McBride v. Kieckhefer Associates (CA1 1/27/11)

(LATER NOTE: McBride filed a motion for reconsideration of this opinion because the court did not address one of the issues, equitable estoppel. The court granted it and issued an Amended Opinion on November 3, 2011. The new one does not change the result but adds a section on the estoppel issue. Although pages long, all it amounts to is that there was evidence in the record to support the trial court’s findings that the facts weren’t as McBride said they were. Much of the time is spent regurgitating equitable estoppel law, none of which is new or unusual and very little of which is even notable in the context of this opinion. We said below that this was a nice opinion; the new section is an unfortunate blemish. This does teach, though, that with a little effort and luck you can at least hang up your case in the Court of Appeals for ten extra months.)

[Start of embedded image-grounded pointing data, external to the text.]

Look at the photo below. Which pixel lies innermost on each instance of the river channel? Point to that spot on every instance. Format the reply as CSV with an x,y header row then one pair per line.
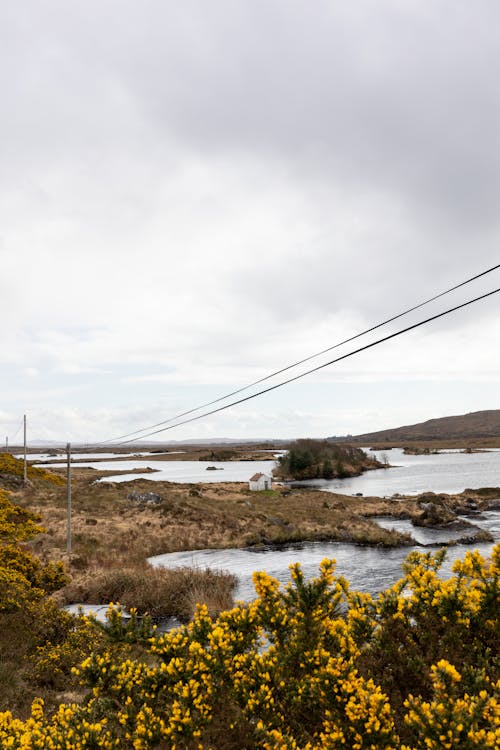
x,y
369,569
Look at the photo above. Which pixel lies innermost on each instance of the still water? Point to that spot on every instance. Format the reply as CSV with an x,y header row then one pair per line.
x,y
444,472
367,568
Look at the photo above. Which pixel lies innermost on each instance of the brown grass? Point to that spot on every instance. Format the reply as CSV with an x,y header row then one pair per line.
x,y
159,592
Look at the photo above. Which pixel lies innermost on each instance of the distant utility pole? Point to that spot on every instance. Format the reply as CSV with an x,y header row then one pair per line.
x,y
68,497
25,475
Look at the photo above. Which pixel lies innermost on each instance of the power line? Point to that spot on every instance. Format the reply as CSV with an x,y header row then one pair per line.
x,y
301,361
320,367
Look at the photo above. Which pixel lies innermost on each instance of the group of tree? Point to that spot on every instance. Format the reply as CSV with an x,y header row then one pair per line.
x,y
312,459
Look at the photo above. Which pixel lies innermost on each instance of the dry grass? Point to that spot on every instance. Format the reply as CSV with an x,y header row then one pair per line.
x,y
159,592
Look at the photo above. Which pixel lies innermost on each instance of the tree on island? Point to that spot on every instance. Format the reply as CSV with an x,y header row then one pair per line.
x,y
313,459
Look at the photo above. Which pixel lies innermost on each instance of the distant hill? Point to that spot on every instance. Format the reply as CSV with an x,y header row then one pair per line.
x,y
477,424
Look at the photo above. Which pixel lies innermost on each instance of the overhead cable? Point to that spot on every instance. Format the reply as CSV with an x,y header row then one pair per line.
x,y
320,367
301,361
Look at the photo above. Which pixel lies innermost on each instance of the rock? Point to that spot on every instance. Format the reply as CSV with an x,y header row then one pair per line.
x,y
145,497
434,515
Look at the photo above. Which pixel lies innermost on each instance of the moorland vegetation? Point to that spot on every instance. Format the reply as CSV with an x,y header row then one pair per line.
x,y
310,666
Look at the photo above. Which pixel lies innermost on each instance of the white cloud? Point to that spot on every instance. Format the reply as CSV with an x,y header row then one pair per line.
x,y
195,195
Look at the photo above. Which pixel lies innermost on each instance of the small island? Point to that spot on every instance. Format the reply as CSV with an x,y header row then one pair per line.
x,y
322,459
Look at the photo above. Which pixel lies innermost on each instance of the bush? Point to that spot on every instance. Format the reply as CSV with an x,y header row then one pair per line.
x,y
311,666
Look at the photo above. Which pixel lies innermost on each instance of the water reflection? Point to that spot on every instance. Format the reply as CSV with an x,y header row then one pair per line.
x,y
367,568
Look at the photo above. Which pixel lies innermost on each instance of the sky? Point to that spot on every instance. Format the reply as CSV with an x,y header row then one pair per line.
x,y
194,195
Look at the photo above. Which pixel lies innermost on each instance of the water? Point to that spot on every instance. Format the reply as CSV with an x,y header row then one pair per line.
x,y
367,568
84,456
189,472
450,472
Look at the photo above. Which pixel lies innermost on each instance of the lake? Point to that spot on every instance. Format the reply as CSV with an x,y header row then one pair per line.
x,y
367,568
444,472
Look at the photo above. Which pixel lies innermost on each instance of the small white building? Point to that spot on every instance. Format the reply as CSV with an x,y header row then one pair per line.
x,y
260,482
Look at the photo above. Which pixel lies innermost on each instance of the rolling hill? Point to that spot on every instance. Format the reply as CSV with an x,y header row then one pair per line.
x,y
478,424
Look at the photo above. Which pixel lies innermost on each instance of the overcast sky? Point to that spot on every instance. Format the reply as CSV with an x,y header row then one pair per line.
x,y
194,194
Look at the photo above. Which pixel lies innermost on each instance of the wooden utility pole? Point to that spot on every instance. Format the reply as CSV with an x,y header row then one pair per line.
x,y
68,497
25,475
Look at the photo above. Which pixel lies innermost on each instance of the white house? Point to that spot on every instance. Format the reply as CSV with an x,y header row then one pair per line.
x,y
260,482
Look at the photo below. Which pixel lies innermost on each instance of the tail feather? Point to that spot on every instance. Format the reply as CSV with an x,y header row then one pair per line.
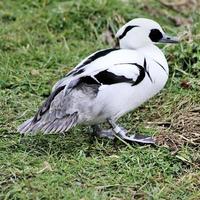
x,y
56,126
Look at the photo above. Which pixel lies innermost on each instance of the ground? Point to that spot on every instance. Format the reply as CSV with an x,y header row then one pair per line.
x,y
42,40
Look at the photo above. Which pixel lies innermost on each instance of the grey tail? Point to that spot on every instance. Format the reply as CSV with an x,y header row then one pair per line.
x,y
58,125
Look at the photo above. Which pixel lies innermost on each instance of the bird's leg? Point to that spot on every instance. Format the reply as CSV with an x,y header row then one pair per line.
x,y
103,133
121,132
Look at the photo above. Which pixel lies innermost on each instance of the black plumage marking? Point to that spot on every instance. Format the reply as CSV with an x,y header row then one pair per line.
x,y
161,66
78,72
92,58
127,29
107,78
141,74
145,67
47,103
97,55
155,35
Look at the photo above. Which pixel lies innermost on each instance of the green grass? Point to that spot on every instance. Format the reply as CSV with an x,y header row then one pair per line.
x,y
40,41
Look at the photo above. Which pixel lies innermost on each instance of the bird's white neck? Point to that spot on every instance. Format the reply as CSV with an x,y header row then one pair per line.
x,y
153,52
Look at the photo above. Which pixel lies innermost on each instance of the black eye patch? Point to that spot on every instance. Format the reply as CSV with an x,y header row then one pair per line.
x,y
127,29
155,35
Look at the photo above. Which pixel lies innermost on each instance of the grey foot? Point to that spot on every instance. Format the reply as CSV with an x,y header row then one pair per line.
x,y
103,133
122,133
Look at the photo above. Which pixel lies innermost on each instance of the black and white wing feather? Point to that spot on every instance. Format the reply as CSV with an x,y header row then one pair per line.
x,y
72,96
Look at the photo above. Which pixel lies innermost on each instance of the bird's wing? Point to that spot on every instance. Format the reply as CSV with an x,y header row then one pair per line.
x,y
118,62
61,109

This discusses the standards for granting and reviewing JMOL and new trial.

McBride sued Kieckhefer for damages; Kieckhefer asserted the statute of limitations; a jury trial was held on that issue; McBride won. But the court then granted Kieckhefer’s renewed JMOL. It also granted a new trial – on the basis, among others, that the evidence did not justify the verdict – conditionally, i.e., a new trial if the Court of Appeals reverses the JMOL ruling.

Which, by this opinion, it does. The appellate court rules on JMOLs de novo. The evidence – a he-said-she-said about whether the lawyers had an agreement to toll the statute – was conflicting. On JMOL “a trial court may not weigh the credibility of witnesses or resolve conflicts of evidence and reasonable inferences drawn therefrom.”

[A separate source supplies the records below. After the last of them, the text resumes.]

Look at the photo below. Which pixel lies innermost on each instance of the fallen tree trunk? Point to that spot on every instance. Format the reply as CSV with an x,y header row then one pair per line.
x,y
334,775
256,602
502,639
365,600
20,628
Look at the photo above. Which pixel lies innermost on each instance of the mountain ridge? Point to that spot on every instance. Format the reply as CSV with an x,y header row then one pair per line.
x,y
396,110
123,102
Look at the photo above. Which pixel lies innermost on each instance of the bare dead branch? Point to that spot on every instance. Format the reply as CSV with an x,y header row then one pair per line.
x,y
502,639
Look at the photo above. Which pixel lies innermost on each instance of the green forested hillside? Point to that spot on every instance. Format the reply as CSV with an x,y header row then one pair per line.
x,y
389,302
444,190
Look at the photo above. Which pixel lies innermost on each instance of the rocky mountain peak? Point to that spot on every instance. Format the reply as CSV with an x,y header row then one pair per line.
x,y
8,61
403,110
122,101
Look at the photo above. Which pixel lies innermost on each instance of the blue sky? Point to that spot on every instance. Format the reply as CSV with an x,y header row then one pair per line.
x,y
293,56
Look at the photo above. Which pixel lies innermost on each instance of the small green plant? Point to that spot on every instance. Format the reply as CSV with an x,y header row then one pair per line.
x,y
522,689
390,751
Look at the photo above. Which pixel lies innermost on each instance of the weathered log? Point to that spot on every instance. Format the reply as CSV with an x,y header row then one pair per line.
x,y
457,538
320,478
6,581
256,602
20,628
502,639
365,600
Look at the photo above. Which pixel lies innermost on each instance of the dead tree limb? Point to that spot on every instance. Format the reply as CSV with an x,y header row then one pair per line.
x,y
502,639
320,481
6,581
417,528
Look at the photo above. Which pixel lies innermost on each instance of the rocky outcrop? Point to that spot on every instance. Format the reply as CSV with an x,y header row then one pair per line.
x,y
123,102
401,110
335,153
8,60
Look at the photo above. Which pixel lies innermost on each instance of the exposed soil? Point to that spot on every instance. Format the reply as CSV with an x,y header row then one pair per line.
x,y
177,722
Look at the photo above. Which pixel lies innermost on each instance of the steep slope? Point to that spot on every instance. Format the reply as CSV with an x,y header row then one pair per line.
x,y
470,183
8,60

On a new-trial motion, though, the trial court can weigh the evidence. Its ruling is considered not de novo but for abuse of discretion. The appellate court applies “a more liberal standard when reviewing an order granting a new trial than an order denying one.” And when the basis for the new trial is that the verdict was contrary to the evidence the court will “resolve every conflict in the evidence in support of the order.” “Our supreme court has emphasized that granting a new trial because the verdict is against the weight of the evidence and does not achieve substantial justice is the “least susceptible to appellate scrutiny” (Bradshaw 1977).

The court therefore reverses the JMOL but affirms the new trial and remands.

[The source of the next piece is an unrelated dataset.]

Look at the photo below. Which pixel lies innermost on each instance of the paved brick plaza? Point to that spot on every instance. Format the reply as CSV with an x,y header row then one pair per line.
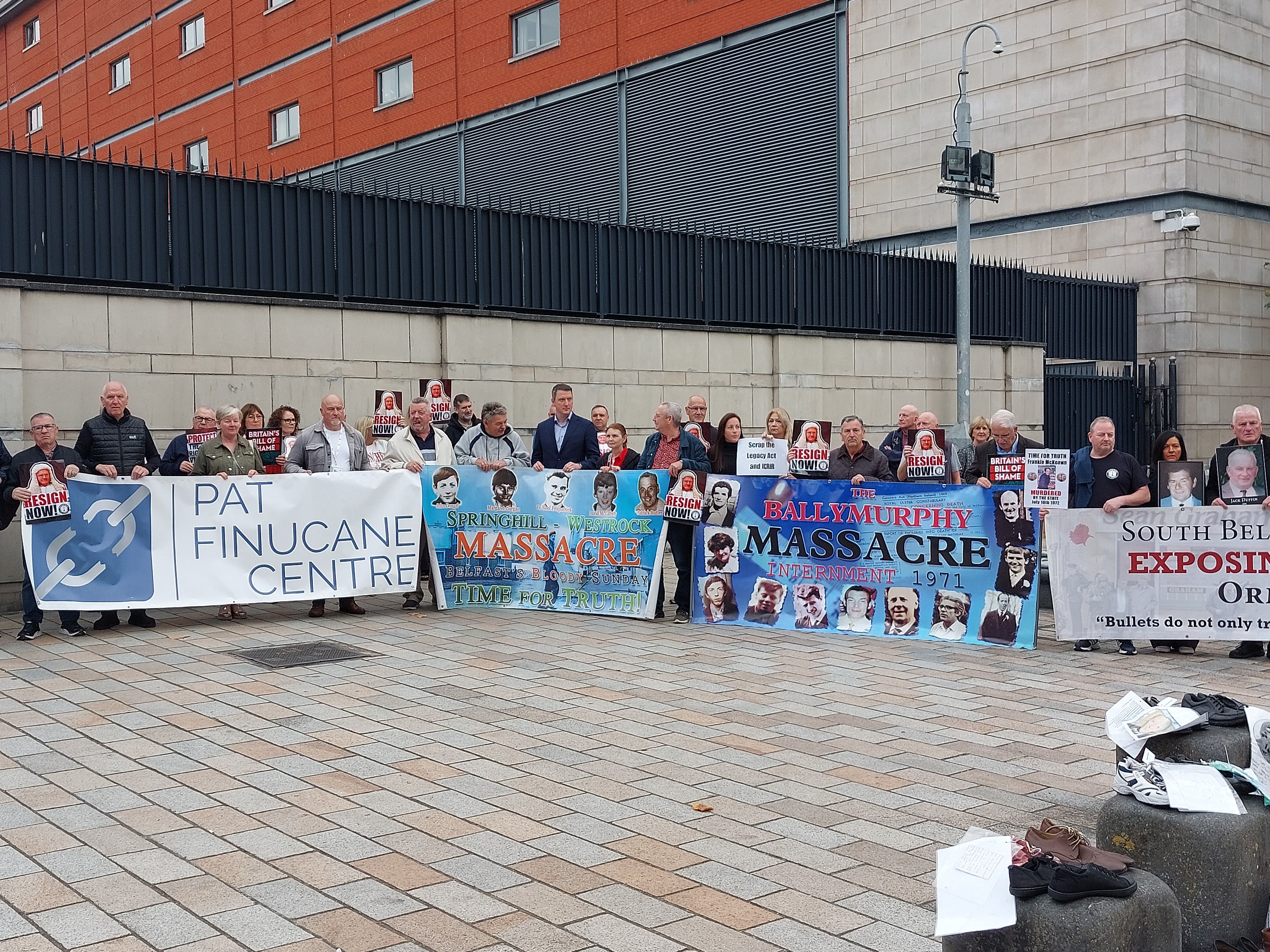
x,y
521,781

This is a nice opinion. Division One often discusses the standard of review uselessly and at great length. Here, where the standard is actually at issue, the discussion is clear and relatively brief. And, remarkably, there are less than 1/3rd as many footnotes as pages.

As for the newfangled gobbledygook of “JMOL” rather than the self-explanatory “directed verdict,” that is probably something we’ll just have to get used to and isn’t, as far as we know, Division One’s fault.